Los corpiños eran difíciles, porque ahora las mangas se habían vuelto más intricadas, explicó la esposa del mercero. Tenía una hermana en Londres que le había enviado dibujos de cómo debía vestirse ahora. Le copió uno a Rosamund y le dijo que los españoles eran muy elegantes.

– Mi hermana dice que la reina siempre ha estado mejor que cualquiera. Sostiene que los trajes que trajo de España eran magníficos.

"Si supiera la verdad" -pensó Rosamund, pero asintió y le agradeció a la esposa del mercero su gran ayuda.

Su nuevo guardarropas estuvo terminado dos días antes de que llegara su escolta. Los trajes tenían escote cuadrado. Los corpiños eran ajustados y las faldas llegaban al piso. El de brocado negro estaba decorado con bordado en oro para aliviar su severidad, y también llevaba bordado de oro en los puños. El de terciopelo verde tenía un borde de una suave piel castaña, con anchos puños de piel; el de brocado azul, un canesú de terciopelo azul más claro alrededor del escote y puños bordados en oro y plata y el de terciopelo negro, un canesú de terciopelo blanco bordado en plata y mangas ajustadas con puños de piel.

– Nunca usé ropa como esta. Por cierto que no avergonzaré a la reina, mi protectora, aunque casi todos los trajes de la Corte serán magníficos comparados con los míos. -Miró la ropa extendida prolijamente para su inspección.
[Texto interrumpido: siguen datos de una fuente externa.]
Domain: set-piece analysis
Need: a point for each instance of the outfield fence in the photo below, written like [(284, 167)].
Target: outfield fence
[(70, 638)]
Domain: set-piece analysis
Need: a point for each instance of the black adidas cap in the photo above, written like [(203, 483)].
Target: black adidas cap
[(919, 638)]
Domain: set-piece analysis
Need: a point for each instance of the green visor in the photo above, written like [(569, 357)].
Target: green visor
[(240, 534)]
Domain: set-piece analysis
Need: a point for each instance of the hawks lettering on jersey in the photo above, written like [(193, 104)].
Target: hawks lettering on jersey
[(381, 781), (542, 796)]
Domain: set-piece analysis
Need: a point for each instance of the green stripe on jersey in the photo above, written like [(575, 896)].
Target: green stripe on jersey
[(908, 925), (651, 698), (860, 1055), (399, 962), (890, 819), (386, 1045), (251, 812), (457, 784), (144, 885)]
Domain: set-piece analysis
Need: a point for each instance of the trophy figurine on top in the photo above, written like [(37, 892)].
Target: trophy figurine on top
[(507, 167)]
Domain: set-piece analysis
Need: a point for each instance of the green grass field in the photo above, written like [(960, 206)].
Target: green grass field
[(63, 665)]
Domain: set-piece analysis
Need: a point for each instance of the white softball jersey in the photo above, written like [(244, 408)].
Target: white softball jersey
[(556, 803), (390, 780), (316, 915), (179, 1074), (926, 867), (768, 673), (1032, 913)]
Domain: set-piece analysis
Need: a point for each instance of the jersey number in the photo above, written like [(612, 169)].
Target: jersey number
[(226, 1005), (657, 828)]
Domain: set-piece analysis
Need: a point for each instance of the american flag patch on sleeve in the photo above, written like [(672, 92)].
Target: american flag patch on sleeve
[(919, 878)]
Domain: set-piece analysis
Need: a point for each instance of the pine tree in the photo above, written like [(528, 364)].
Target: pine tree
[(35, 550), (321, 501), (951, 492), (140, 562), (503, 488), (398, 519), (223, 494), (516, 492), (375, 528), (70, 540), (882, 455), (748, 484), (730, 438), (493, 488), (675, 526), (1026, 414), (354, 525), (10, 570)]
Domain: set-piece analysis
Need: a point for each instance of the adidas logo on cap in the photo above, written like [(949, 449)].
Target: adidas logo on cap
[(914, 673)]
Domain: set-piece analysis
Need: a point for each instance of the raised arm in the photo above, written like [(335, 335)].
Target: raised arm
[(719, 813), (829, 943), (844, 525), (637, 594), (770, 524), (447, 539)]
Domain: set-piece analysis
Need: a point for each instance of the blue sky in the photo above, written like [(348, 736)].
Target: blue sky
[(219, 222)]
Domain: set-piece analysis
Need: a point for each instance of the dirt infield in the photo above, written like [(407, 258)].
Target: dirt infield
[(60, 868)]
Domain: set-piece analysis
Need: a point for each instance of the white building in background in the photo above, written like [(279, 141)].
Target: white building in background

Había seis camisas, más de las que ella había visto en toda su vida; dos trajes para dormir y una gorra de noche bordada y con cintas rosadas; seis pares de medias tejidas con una lana muy delicada proveniente del primer peinado de las ovejas de primavera. Tenía una hermosa capa nueva con capucha hecha de lana de Friarsgate, teñida del famoso y exclusivo color azul de la finca. Estaba forrada y bordeada con piel de conejo, al igual que los guantes de cuero color castaño que hacían juego.

El zapatero de la finca le había hecho zapatos nuevos y un par de botas, además de una protección especial por si llovía o había barro. También preparó para ella un elegante costurero que encajaba en un precioso bolso de cuero con unas tijeras pequeñas.

Rosamund tenía pocas joyas, pero empacó las que poseía, pues las damas de la Corte ciertamente usarían joyas. Tenía un collar de una vuelta de perlas del que pendía una cruz de oro y perlas, que había pertenecido a su madre y a su abuela; un broche de plata y malaquita verde que le había regalado Owein para el quinto aniversario de su casamiento; otro broche de jaspe rojo que había sido de su madre y tres anillos, además del nupcial. Entonces recordó el hermoso broche de esmeraldas y perlas que la Venerable Margarita le había enviado a Philippa cuando nació. Su hija era demasiado pequeña para usar joyas y la abuela del rey había muerto unos meses después que su hijo. Nadie lo sabría y el broche le quedaría espléndido con el traje de terciopelo verde. Rosamund guardó esa joya también.